[llvm-dev] [GlobalISel][AArch64] Toward flipping the switch for O0: Please give it a try!
Eric Christopher via llvm-dev
llvm-dev at lists.llvm.org
Tue May 9 11:55:01 PDT 2017
Hi Quentin,
On Tue, May 9, 2017 at 11:47 AM Quentin Colombet via llvm-dev <
llvm-dev at lists.llvm.org> wrote:
> Hi Kristof,
>
> On May 9, 2017, at 3:41 AM, Kristof Beyls <kristof.beyls at arm.com> wrote:
>
> Great Quentin :).
>
> I've rerun the benchmarks comparing "-O0 -g" with "-O0 -g -mllvm
> -global-isel -mllvm -global-isel-abort=2" on r302453, on AArch64 Cortex-A57.

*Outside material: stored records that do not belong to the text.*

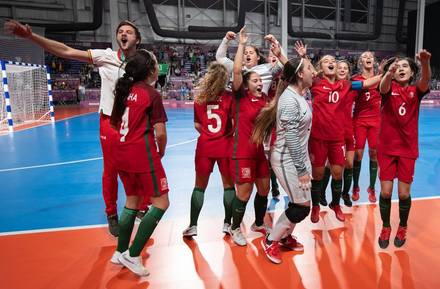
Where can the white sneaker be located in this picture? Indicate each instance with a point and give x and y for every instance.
(133, 263)
(226, 229)
(115, 258)
(237, 237)
(263, 229)
(190, 231)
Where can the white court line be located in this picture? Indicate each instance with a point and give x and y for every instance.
(77, 161)
(105, 225)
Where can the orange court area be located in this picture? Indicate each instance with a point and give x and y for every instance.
(335, 256)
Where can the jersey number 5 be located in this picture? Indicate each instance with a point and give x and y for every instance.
(124, 125)
(216, 117)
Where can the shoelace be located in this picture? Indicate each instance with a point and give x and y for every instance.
(401, 233)
(385, 234)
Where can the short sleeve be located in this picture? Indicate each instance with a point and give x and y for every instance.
(158, 113)
(196, 113)
(100, 56)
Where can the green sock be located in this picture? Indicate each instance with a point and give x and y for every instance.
(126, 224)
(260, 207)
(146, 228)
(273, 181)
(238, 209)
(356, 172)
(336, 191)
(404, 207)
(385, 210)
(228, 197)
(373, 173)
(348, 176)
(325, 181)
(197, 198)
(316, 191)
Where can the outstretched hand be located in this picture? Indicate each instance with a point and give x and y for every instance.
(423, 56)
(393, 66)
(300, 48)
(230, 35)
(16, 28)
(243, 38)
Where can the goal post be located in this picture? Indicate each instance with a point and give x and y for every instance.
(26, 95)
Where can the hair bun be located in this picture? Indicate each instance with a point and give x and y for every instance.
(127, 76)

> I indeed see almost no moves between GPR and FPR registers anymore (see
> details below for where I still see some).
> On geomean, I see 13% slow down (down from 17% on my previous run).
> On geomean, code size increase is about 3% (down from 11% on my previous
> run).
> I also checked debug info quality with the DIVA tool on the test-suite;
> and asked one of our DS-5 validation guys to test debug experience for
> GlobalISel in combination with the ARM DS-5 Development Studio
> <https://developer.arm.com/products/software-development-tools/ds-5-development-studio> debugger.
> Both of us didn't find any issues with the debug info produced at -O0 -g
> with GlobalISel.
> I didn't check compile time, nor do I intend to check that as I don't have
> a good infrastructure set up for that.
>
> Overall, my impression is that GlobalISel is ready to be enabled by
> default for AArch64 at -O0, if others also believe it's ready.
>
>
> Sounds good to me!
>
> Renato, Diana, how does that sound?
>
I'd definitely like to give this a run through on my side as well before
you flip the switch. I'll try to do that this week.
-eric
>
>
> Thanks,
>
> Kristof
>
>
>
> Detailed observations:
>
>
> 1. Debug info analysis with DIVA
> <https://github.com/SNSystems/DIVA/blob/master/linux/doc/DIVA_user_guide.pdf>
> :
> I used DIVA options "-a --show-generated --show-level --show-location"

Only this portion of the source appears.